His forehead creases. “I know you’re not going to be happy about this, but I’ve been considering maybe having you take a break from the amnesia therapy.”

“What?” I jolt upright in my seat. “No, I can’t do that. Please, don’t make me do that.”

He offers me a sympathetic look. “Ayden, I’m sorry to say this, because I know you want to help find your sister, but I think we might be putting too much pressure on you, and the brain doesn’t do well with stress.”

He scoots his chair forward and crosses his arms on his desk. “It was stress and the pain from the situation that made you forget to begin with. Perhaps a little break might be beneficial and might actually help you have an easier time remembering, if that makes sense.”

“I don’t want to stop the therapy yet, not when my memories are starting to surface on their own.” I shift my weight in the chair. “I’ve actually been thinking a lot about that experimental therapy you told me about, the one Lila doesn’t want me to do. I’m eighteen now, though, so doesn’t that mean I technically don’t need her permission?”

“Legally, you don’t need the permission from a guardian, but I wouldn’t advise it. Like I said, your brain needs rest.” He removes his glasses and cleans the lenses with a rag he fishes from a drawer beside him. “I’m not saying we’re going to stop forever. We can go back to the treatment in time.”

“My sister doesn’t have time,” I croak, my emotions thick in my throat.
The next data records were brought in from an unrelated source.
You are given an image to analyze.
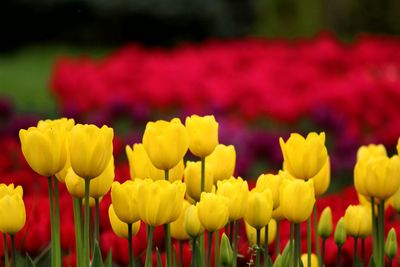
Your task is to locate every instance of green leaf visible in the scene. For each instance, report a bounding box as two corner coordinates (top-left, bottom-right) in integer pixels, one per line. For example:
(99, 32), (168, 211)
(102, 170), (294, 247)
(104, 250), (112, 267)
(91, 241), (103, 267)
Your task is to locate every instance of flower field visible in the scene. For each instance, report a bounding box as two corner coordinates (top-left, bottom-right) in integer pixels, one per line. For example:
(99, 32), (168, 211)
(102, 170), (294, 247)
(0, 34), (400, 267)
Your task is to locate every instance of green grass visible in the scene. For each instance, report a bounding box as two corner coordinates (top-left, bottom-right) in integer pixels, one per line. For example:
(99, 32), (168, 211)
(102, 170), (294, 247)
(0, 44), (110, 117)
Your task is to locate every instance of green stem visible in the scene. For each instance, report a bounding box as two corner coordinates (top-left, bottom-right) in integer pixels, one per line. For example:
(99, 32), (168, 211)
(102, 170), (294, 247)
(53, 177), (61, 267)
(307, 216), (311, 266)
(264, 224), (269, 266)
(10, 235), (17, 267)
(275, 221), (281, 256)
(313, 204), (321, 258)
(3, 234), (10, 267)
(164, 223), (172, 267)
(145, 225), (154, 267)
(178, 240), (183, 267)
(47, 176), (57, 266)
(73, 197), (82, 267)
(256, 229), (261, 267)
(206, 232), (213, 267)
(127, 223), (135, 267)
(83, 179), (90, 267)
(353, 237), (358, 267)
(94, 198), (100, 249)
(231, 221), (238, 267)
(337, 246), (342, 267)
(214, 231), (219, 267)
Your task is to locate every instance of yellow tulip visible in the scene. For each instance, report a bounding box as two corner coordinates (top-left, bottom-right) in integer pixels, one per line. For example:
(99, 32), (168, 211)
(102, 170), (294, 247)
(111, 179), (142, 226)
(0, 191), (26, 235)
(138, 179), (186, 226)
(318, 207), (333, 238)
(364, 156), (400, 200)
(170, 200), (190, 240)
(69, 124), (114, 179)
(197, 192), (229, 232)
(143, 118), (189, 170)
(217, 177), (249, 221)
(279, 132), (328, 180)
(184, 205), (204, 238)
(279, 179), (315, 223)
(0, 184), (24, 198)
(245, 219), (276, 245)
(244, 187), (273, 229)
(311, 157), (331, 197)
(185, 115), (218, 158)
(256, 172), (283, 209)
(206, 144), (236, 183)
(108, 204), (140, 239)
(183, 161), (214, 201)
(343, 205), (372, 238)
(125, 144), (185, 182)
(19, 127), (67, 177)
(65, 158), (115, 199)
(301, 253), (319, 267)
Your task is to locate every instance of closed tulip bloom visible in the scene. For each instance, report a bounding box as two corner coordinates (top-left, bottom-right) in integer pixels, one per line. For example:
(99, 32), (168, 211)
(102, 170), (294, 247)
(19, 127), (67, 177)
(365, 155), (400, 200)
(217, 177), (249, 221)
(111, 179), (142, 226)
(301, 253), (319, 267)
(279, 132), (328, 180)
(318, 207), (332, 238)
(125, 144), (185, 182)
(244, 188), (273, 229)
(139, 179), (186, 226)
(245, 219), (276, 245)
(206, 144), (236, 183)
(197, 192), (229, 232)
(65, 158), (115, 199)
(343, 205), (372, 238)
(0, 192), (26, 235)
(108, 204), (140, 239)
(185, 115), (218, 158)
(279, 179), (315, 223)
(143, 118), (189, 170)
(184, 205), (204, 238)
(183, 161), (214, 201)
(170, 200), (190, 240)
(69, 124), (114, 179)
(256, 172), (282, 209)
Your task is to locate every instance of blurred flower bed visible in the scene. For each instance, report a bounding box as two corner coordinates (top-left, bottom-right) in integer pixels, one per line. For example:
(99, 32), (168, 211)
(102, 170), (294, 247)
(0, 35), (400, 266)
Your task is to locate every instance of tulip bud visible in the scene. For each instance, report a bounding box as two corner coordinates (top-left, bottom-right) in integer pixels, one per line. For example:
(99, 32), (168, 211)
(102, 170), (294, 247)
(217, 177), (249, 221)
(185, 205), (204, 238)
(206, 144), (236, 183)
(125, 144), (185, 182)
(279, 132), (328, 180)
(185, 115), (218, 158)
(143, 118), (189, 170)
(385, 227), (397, 259)
(279, 179), (315, 223)
(197, 192), (229, 232)
(68, 124), (114, 179)
(219, 233), (234, 267)
(184, 161), (214, 201)
(318, 207), (332, 239)
(343, 205), (372, 238)
(139, 179), (186, 226)
(301, 253), (319, 267)
(334, 217), (347, 247)
(108, 204), (140, 239)
(0, 191), (26, 235)
(244, 188), (273, 229)
(170, 200), (190, 240)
“Finding your sister isn’t solely your job. The police are doing everything in their power to find her.”

“The longer she’s gone, the less likely she’s . . .” My chest aches just thinking about it, deep wounds hidden beneath the scars.

There were so many scars on all of us when we were pulled out of that house. So many scars showing just how truly evil they were.

“I think we need to start working on some relaxation exercises,” he says as he watches me fight to get oxygen into my lungs.

He puts his glasses back on, collects a pen and notebook from the drawer, and then stares at me for the longest time before asking, “Can I ask what you were going to say to start with? I asked you what’s wrong when you walked in, but we never made it to what you were going to say.”

I gradually inhale then exhale before I can speak. “I was going to say what’s been bothering me is . . . Lyric.”

“The girl you’ve been seeing?”

“Yeah. We’ve actually been dating in secret.”

“Why do you feel the need to keep it a secret?” he asks, jotting something down in the notebook.

“We’ve been saying it’s because our parents are really close, and if we told them, they’d start setting all these rules, but . . .” I sketch the scars on the back of my hand, faint white lines put there by the fingernails.

“But what?” he treads cautiously. “Remember, in order for me to help you work through the problem, you have to discuss it with me.”

A deafening breath escapes my lips. “I’m starting to realize my reason is a bit different than hers.”

“How so?”

“I don’t know . . . I think I’m just worried about what’s going to happen when her parents find out. Lyric . . . She’s so happy and full of life. She can make anyone laugh, and everyone loves her. Me,”—I internally cringe—“well, I’m not like that at all.”

He writes down a few more notes. “So, you think you don’t fit well with her?”

“No, I think she’s—that I’m—” I rub my hand down my face, releasing a trapped a breath. “Look, I know I’m not good enough for her.”

His hand stops moving across the paper as he peers up. “And what does Lyric say about how you feel?”

“I haven’t told her, but if I did, she’d tell me I’m wrong, because that’s the kind of person she is.”

Silence stretches between us as he slides the notebook aside and overlaps his hands on his desk. “Can I ask why you feel unworthy?”

“Because she’s too good for me,” I reply with a shrug. “I thought that was pretty clear.”

“I think it’s only clear to yourself,” he explains, meticulously assessing my expression. “I think that, perhaps, because of the verbal abuse with your birth mother and with the trauma you endured in your past, your self-perception is a little distorted.”

“I think my past is part of the reason I’m not good enough for her,” I disagree with him. “I think I have this dark, fucked-up past that’s made me a fucked-up person who doesn’t deserve to be with someone who’s so happy and good. God, I can barely let her touch me without freaking out. ” The truth slips out of me like venom. My breath turns ragged, and my heartbeat skyrockets. “And, if we do make it too far with the physical stuff, I have to battle down this ugly, wrong feeling inside me. I don’t want to be this way, though. I wish I could change it . . . just get past it.”

“Our past doesn’t shape who we are, and as for the not being able to withstand physical contact, that’s perfectly understandable considering what happened to you. I know we haven’t outright talked about the abuse you went through, but I think maybe, when you’re ready, we should start discussing it.”

“But how can I discuss something I’m not positive ever happened? I just assume it did because of how I feel inside and through bits and pieces of the memories I can remember.”